Para terminar este examen del lenguaje en Heidegger, veamos en concreto su desarrollo formal de dos temas importantes que están estrechamente ligados entre sí: el salto originario-ontológico (Ursprung) y el método etimologizante. Si la historia de la metafísica es la historia de un único error fundamental, el olvido del Ser, que se remonta a Platón, el cometido del «pensar esencial» será regresar a aquellos momentos tan raros en la historia en que los pensadores esenciales atisbaron la verdad del Ser en una intuición poético-pensante y se acercaron a ella. Estos momentos privilegiados, para Heidegger, corresponden a los presocráticos y a ciertos representantes del irracionalismo como Nietzsche y Hölderlin. El regreso a los orígenes es lo que él llama el «salto originario-ontológico». La predilección de Heidegger por los pensadores citados es característico de sus obras de la llamada segunda época (la Carta, Qué significa pensar, Introducción a la metafísica).

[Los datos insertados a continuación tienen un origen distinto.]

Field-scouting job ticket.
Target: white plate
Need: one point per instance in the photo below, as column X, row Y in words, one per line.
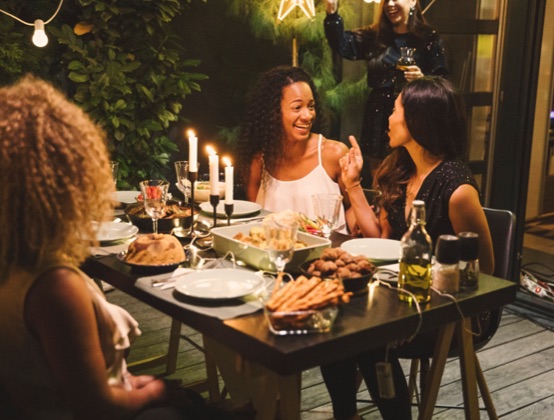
column 127, row 197
column 114, row 231
column 219, row 283
column 374, row 248
column 240, row 208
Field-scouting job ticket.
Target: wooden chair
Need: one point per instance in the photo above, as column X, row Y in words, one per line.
column 502, row 228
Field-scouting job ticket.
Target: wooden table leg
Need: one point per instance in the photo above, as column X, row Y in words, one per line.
column 434, row 377
column 289, row 390
column 467, row 367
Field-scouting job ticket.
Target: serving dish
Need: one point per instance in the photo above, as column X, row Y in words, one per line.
column 223, row 242
column 356, row 285
column 148, row 268
column 137, row 216
column 217, row 284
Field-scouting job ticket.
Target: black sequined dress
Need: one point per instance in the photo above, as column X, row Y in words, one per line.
column 383, row 78
column 435, row 191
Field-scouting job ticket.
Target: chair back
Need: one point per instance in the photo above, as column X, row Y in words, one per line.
column 502, row 227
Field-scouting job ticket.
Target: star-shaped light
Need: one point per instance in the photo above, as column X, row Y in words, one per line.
column 307, row 6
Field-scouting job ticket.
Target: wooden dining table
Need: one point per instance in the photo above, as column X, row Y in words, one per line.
column 370, row 320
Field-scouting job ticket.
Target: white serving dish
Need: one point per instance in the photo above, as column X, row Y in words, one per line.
column 223, row 242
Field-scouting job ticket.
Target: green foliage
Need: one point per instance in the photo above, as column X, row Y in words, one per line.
column 129, row 74
column 314, row 54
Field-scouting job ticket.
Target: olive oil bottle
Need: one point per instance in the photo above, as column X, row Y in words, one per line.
column 416, row 252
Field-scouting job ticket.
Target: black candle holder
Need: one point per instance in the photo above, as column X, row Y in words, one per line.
column 214, row 201
column 228, row 212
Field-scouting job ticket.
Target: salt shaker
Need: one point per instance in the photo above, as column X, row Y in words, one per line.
column 446, row 272
column 469, row 260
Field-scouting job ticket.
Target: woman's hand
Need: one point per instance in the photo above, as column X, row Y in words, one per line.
column 331, row 6
column 351, row 165
column 412, row 73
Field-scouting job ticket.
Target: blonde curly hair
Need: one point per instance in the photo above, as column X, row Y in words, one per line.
column 55, row 177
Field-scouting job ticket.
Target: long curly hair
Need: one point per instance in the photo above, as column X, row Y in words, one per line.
column 56, row 177
column 436, row 118
column 261, row 132
column 416, row 25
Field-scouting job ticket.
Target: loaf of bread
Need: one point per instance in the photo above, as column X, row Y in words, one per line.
column 155, row 249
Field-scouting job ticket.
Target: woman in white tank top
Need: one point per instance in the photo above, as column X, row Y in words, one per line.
column 282, row 162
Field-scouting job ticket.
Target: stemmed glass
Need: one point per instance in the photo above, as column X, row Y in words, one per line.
column 183, row 183
column 154, row 193
column 327, row 210
column 280, row 239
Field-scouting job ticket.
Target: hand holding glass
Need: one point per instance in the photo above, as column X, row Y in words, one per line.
column 327, row 210
column 154, row 193
column 280, row 240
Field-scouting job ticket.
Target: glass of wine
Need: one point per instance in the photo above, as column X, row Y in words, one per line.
column 154, row 194
column 327, row 210
column 280, row 239
column 183, row 183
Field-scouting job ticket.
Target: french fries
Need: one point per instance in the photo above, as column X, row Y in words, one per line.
column 304, row 294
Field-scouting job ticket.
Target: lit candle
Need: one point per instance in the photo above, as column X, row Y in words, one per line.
column 214, row 170
column 228, row 181
column 193, row 151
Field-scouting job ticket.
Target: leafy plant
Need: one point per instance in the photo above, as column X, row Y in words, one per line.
column 129, row 74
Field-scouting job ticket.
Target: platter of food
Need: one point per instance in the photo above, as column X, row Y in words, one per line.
column 217, row 284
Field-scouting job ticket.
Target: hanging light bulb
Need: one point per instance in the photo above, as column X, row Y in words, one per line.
column 39, row 37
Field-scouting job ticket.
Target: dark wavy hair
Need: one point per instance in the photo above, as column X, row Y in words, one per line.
column 436, row 118
column 261, row 131
column 416, row 26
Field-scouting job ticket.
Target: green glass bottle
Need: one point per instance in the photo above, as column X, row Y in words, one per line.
column 416, row 252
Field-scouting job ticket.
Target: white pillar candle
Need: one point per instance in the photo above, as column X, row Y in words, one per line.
column 228, row 181
column 214, row 170
column 193, row 152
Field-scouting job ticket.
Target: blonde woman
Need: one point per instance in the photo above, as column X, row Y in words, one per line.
column 62, row 344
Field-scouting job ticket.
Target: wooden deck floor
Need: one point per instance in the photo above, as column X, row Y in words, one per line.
column 518, row 365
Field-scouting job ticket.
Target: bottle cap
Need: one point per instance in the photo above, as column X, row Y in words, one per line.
column 469, row 244
column 447, row 250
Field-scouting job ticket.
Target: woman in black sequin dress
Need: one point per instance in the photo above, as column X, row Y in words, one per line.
column 401, row 24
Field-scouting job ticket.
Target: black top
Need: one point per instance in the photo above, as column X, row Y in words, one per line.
column 383, row 77
column 435, row 191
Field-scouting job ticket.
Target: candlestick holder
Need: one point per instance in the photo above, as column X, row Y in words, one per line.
column 228, row 212
column 214, row 201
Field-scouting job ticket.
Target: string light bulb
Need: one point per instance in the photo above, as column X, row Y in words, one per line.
column 39, row 36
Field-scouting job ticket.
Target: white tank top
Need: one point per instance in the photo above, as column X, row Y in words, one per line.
column 275, row 195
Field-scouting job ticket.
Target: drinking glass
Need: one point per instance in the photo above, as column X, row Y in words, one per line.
column 183, row 183
column 280, row 239
column 327, row 210
column 154, row 193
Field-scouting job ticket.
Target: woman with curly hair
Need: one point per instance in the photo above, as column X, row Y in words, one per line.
column 62, row 343
column 428, row 135
column 283, row 162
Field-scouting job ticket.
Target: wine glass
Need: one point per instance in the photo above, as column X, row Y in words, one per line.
column 280, row 239
column 183, row 183
column 154, row 194
column 327, row 210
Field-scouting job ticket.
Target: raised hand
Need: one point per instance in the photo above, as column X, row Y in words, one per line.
column 331, row 6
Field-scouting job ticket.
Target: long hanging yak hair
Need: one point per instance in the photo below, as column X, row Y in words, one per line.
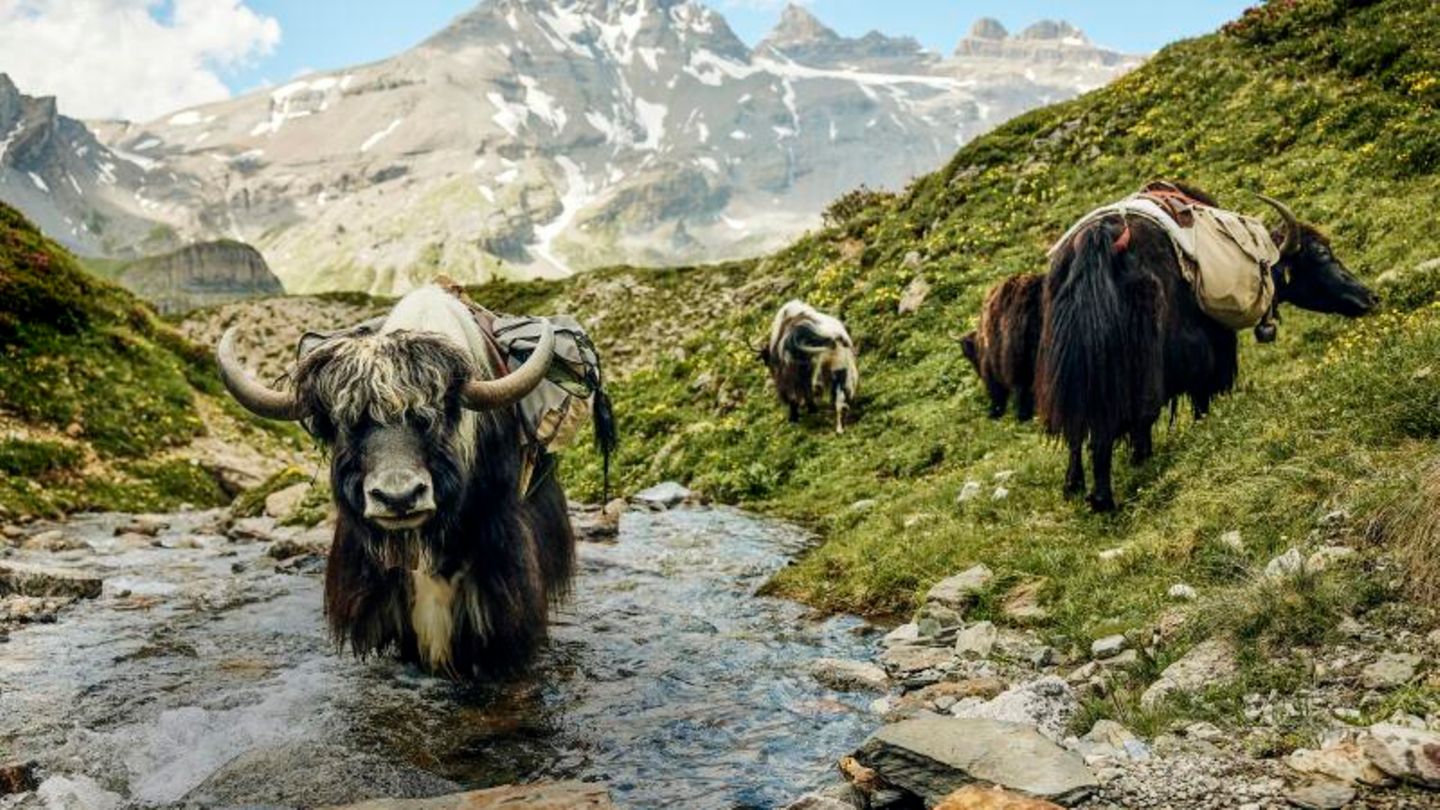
column 507, row 555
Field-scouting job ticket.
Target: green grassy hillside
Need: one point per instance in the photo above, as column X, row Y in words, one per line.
column 1328, row 104
column 97, row 395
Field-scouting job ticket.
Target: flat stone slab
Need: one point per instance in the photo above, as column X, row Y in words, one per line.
column 933, row 755
column 35, row 581
column 663, row 496
column 547, row 796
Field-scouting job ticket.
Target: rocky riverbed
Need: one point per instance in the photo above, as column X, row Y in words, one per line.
column 182, row 659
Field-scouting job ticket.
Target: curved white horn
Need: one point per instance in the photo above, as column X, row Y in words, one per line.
column 257, row 397
column 490, row 394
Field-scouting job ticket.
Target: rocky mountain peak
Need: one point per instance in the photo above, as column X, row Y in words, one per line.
column 988, row 28
column 798, row 26
column 1051, row 30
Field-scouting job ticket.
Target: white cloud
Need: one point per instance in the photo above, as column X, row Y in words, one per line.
column 133, row 59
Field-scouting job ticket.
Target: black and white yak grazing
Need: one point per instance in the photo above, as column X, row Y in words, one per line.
column 811, row 353
column 1123, row 335
column 1004, row 348
column 438, row 554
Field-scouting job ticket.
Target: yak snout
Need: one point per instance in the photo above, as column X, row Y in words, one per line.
column 399, row 492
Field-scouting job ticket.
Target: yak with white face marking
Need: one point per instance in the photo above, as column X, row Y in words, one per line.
column 811, row 353
column 438, row 555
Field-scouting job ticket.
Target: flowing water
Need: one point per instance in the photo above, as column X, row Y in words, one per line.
column 203, row 676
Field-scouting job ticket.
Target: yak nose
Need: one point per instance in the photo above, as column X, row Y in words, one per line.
column 398, row 493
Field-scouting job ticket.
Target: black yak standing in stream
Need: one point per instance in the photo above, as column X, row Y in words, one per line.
column 1002, row 349
column 1123, row 333
column 442, row 552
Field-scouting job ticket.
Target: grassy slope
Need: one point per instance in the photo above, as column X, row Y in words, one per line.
column 95, row 394
column 1331, row 105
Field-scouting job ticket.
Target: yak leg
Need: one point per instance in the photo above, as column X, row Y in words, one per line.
column 1074, row 474
column 1000, row 397
column 1102, row 451
column 1024, row 404
column 1141, row 444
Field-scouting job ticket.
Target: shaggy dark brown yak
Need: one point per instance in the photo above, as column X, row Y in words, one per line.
column 438, row 555
column 810, row 353
column 1123, row 335
column 1004, row 348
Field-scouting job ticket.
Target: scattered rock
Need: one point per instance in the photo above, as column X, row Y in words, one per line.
column 147, row 525
column 1023, row 603
column 661, row 496
column 281, row 503
column 254, row 531
column 1286, row 565
column 1047, row 704
column 977, row 640
column 902, row 634
column 850, row 676
column 977, row 797
column 1326, row 557
column 833, row 797
column 1207, row 663
column 903, row 660
column 35, row 581
column 1390, row 670
column 961, row 591
column 545, row 796
column 1112, row 740
column 913, row 296
column 1409, row 754
column 1321, row 794
column 19, row 777
column 1181, row 591
column 933, row 757
column 1108, row 647
column 1345, row 761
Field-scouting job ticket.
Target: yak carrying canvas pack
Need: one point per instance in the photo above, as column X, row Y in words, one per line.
column 1226, row 257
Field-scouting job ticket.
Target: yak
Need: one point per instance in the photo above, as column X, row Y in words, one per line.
column 438, row 555
column 808, row 353
column 1002, row 350
column 1123, row 335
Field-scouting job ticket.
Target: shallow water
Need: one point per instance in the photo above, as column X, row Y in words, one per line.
column 203, row 676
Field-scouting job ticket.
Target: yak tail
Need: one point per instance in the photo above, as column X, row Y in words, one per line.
column 1077, row 381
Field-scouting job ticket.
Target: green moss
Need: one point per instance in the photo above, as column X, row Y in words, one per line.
column 82, row 356
column 35, row 459
column 251, row 503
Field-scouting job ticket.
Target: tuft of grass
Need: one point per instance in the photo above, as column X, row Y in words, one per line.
column 82, row 358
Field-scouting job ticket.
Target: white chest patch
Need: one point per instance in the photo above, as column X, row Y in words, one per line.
column 432, row 616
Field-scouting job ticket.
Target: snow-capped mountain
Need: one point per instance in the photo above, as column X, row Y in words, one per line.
column 87, row 195
column 542, row 137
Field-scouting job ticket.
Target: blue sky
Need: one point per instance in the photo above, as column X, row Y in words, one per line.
column 333, row 33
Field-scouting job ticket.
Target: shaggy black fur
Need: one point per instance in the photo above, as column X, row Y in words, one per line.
column 1002, row 349
column 1123, row 336
column 516, row 554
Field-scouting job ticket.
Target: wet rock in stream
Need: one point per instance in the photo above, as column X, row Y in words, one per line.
column 200, row 675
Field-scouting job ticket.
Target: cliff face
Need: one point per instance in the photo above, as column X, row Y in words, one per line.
column 200, row 276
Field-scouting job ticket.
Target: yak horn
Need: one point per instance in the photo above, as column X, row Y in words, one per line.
column 257, row 397
column 490, row 394
column 1292, row 224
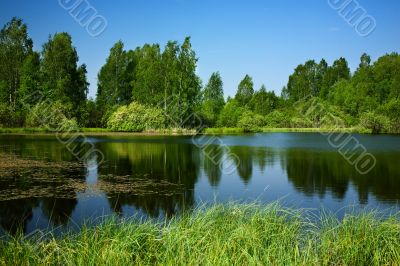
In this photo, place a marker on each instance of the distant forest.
(135, 88)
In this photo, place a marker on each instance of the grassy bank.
(221, 235)
(181, 131)
(284, 130)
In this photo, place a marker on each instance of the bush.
(277, 119)
(250, 121)
(375, 123)
(230, 115)
(5, 115)
(136, 118)
(53, 116)
(300, 122)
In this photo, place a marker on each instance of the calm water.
(42, 185)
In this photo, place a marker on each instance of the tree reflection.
(212, 164)
(245, 163)
(175, 164)
(15, 214)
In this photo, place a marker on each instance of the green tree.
(230, 115)
(15, 47)
(213, 99)
(264, 102)
(245, 91)
(62, 79)
(113, 87)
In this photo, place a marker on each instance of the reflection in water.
(161, 177)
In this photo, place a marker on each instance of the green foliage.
(62, 79)
(136, 118)
(263, 102)
(277, 119)
(229, 234)
(213, 100)
(231, 114)
(250, 121)
(375, 123)
(245, 91)
(52, 116)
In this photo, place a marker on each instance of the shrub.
(277, 119)
(230, 115)
(250, 121)
(136, 118)
(375, 123)
(53, 116)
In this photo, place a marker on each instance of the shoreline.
(219, 235)
(183, 132)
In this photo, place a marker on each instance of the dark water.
(43, 185)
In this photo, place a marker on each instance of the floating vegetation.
(139, 186)
(30, 178)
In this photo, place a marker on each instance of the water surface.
(43, 185)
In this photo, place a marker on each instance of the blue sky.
(266, 39)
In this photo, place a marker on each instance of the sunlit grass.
(221, 235)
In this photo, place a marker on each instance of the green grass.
(221, 235)
(224, 130)
(181, 131)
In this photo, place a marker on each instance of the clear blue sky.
(264, 38)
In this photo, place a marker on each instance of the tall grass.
(221, 235)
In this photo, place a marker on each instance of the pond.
(44, 185)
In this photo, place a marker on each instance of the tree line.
(135, 88)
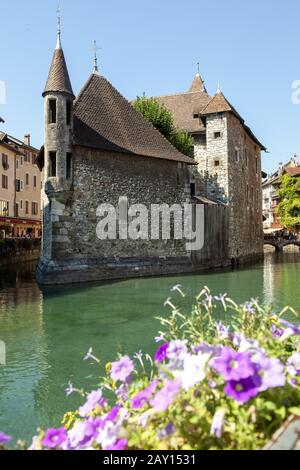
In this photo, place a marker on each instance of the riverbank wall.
(14, 251)
(214, 254)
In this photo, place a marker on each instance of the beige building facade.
(20, 188)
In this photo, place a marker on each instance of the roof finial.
(96, 70)
(58, 43)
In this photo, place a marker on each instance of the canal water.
(48, 332)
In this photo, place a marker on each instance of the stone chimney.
(27, 139)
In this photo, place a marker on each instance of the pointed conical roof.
(105, 120)
(58, 78)
(219, 104)
(197, 84)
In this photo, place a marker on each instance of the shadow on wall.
(208, 186)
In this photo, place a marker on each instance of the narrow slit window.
(52, 163)
(69, 166)
(69, 112)
(52, 111)
(193, 189)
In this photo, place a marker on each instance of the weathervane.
(96, 49)
(58, 45)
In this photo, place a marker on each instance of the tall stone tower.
(58, 142)
(58, 111)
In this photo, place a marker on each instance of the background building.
(271, 199)
(20, 187)
(229, 162)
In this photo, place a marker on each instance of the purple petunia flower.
(166, 431)
(84, 433)
(223, 330)
(276, 332)
(94, 399)
(294, 364)
(141, 398)
(4, 438)
(113, 414)
(161, 352)
(271, 372)
(291, 329)
(244, 389)
(233, 365)
(177, 349)
(217, 424)
(166, 395)
(122, 369)
(54, 438)
(249, 307)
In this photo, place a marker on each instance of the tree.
(289, 206)
(162, 119)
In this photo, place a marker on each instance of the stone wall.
(71, 249)
(245, 192)
(212, 157)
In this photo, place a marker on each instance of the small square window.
(52, 111)
(193, 189)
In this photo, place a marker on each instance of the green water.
(47, 333)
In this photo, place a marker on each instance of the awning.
(17, 221)
(272, 230)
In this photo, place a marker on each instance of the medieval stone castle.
(98, 148)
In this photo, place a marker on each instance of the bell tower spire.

En su aspecto metodológico, lo que llamamos segunda etapa de la circularidad expositiva de Heidegger se caracteriza por la aplicación del método etimologizante, consistente en el análisis de la palabra aislada, independiente del periodo. Este método se justifica por el intento de recuperar el primitivo valor de la palabra como substrato de una concepción histórica del mundo. Pero un tal análisis lingüístico olvida con demasiada frecuencia el contexto sintáctico, es decir, la relación coordinativa o subordinativa de los términos de la proposición compuesta. La relación entre dichos términos es inferida de la exégesis individual de cada término sin respeto, por tanto, a la construcción dada en la proposición original. Además, y esto es también muy grave, la unilateralidad del análisis lingüístico omite la mención a las categorías socioeconómicas vigentes en el momento histórico a que se refiere. Sería preciso que la consideración lingüística se complementase con la profundización histórica. Brevemente: enclavar lo dicho por los pensadores en un contexto social concreto.

Un análisis más detallado de lo que es el método etimologizante rebasarla el marco de este trabajo. Nos limitaremos a citar algunos ejemplos de las arbitrariedades a que da lugar:

1) Según Heidegger, la reflexión de los presocráticos giraba en torno de la palabra physis que designaba al ente como tal y en su totalidad. Pero la crítica filológica ha puesto de manifiesto que el título «peri physeos» dado a las composiciones filosóficas de los primeros pensadores es al parecer posterior y el término sólo se encuentra en algunos pocos fragmentos de Heráclito y Parménides. Ello indica que el «ente en cuanto tal y en su conjunto» no aparece como intuición irracional en los albores del pensamiento.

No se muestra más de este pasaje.